Appeals Court Rules Pennsylvania Can Deny Certain Mail-In Ballots

A Pennsylvania appeals court has ruled that officials can deny mail-in ballots that do not have handwritten dates on the outside of the envelopes.

On Wednesday, the Third Circuit Court of Appeals issued a split decision upholding the mandate of requiring the date to be handwritten on mail-in ballots’ return envelopes — a mandate that resulted in thousands of ballots being deemed invalid in the 2022 midterm election.

This ruling overturned a previous decision from a lower court judge, who ruled in November 2023 that mail-in ballots should still be counted as legal votes even without the proper dates, as long as they are received in time.

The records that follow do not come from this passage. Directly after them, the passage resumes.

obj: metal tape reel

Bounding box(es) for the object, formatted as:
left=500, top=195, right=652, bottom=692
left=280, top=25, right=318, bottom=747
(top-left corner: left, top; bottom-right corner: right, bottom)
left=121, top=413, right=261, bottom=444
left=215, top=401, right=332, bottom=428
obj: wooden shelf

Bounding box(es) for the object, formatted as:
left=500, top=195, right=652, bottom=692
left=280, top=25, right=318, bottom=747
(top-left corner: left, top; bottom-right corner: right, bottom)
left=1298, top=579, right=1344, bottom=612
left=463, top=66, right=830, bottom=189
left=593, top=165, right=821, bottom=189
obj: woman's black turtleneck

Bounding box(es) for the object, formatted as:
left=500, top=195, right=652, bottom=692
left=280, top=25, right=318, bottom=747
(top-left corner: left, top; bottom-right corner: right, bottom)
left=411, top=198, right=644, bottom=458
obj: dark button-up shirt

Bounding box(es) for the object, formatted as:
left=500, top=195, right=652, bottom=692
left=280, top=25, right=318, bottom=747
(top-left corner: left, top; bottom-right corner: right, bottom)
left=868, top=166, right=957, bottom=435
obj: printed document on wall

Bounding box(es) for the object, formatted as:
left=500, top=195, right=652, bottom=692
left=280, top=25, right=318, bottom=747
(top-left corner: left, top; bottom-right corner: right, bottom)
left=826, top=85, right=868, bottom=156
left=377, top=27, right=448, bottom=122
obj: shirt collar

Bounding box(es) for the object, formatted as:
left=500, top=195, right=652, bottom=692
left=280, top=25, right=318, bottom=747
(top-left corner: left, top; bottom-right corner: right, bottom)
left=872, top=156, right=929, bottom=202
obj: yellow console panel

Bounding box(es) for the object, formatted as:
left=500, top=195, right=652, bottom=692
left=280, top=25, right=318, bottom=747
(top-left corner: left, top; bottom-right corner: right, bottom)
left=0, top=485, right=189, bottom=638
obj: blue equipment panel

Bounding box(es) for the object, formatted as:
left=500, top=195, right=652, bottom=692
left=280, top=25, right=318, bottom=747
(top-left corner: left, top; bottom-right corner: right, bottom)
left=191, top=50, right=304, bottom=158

In the ruling, U.S. District Judge Susan Paradise Baxter — who was initially nominated to her position by former President Barack Obama and later renominated by former President Donald Trump in a bipartisan package of nominees after Obama’s nomination expired — claimed that the envelope date was unrelated to determining whether a ballot was legal.

As Pennsylvania is considered a battleground state in the November presidential election, it is essential that the state tighten up the voting process to ensure election integrity.

Judge Thomas Ambro, of the Third Circuit Court of Appeals, explained in the ruling that the section of the 1964 Civil Rights Act that Baxter’s ruling relied upon does not pertain to ballot-casting rules such as mandating dates on envelopes, and instead “is concerned only with the process of determining a voter’s eligibility to cast a ballot.”

“The Pennsylvania General Assembly has decided that mail-in voters must date the declaration on the return envelope of their ballot to make their vote effective,” he wrote. “The Supreme Court of Pennsylvania unanimously held this ballot-casting rule is mandatory; thus, failure to comply renders a ballot invalid under Pennsylvania law.”

While the Republican National Committee (RNC) has declared the decision a “crucial victory for election integrity and voter confidence,” the left is outraged — claiming that the rule would lead to thousands of votes not being counted over a supposedly meaningless error.

“We strongly disagree with the panel majority’s conclusion that voters may be disenfranchised for a minor paperwork error like forgetting to write an irrelevant date on the return envelope of their mail ballot,” Ari Savitzky, a lawyer with the ACLU’s Voting Rights Project who argued the appeal, declared in a statement. “We are considering all of our options at this time.”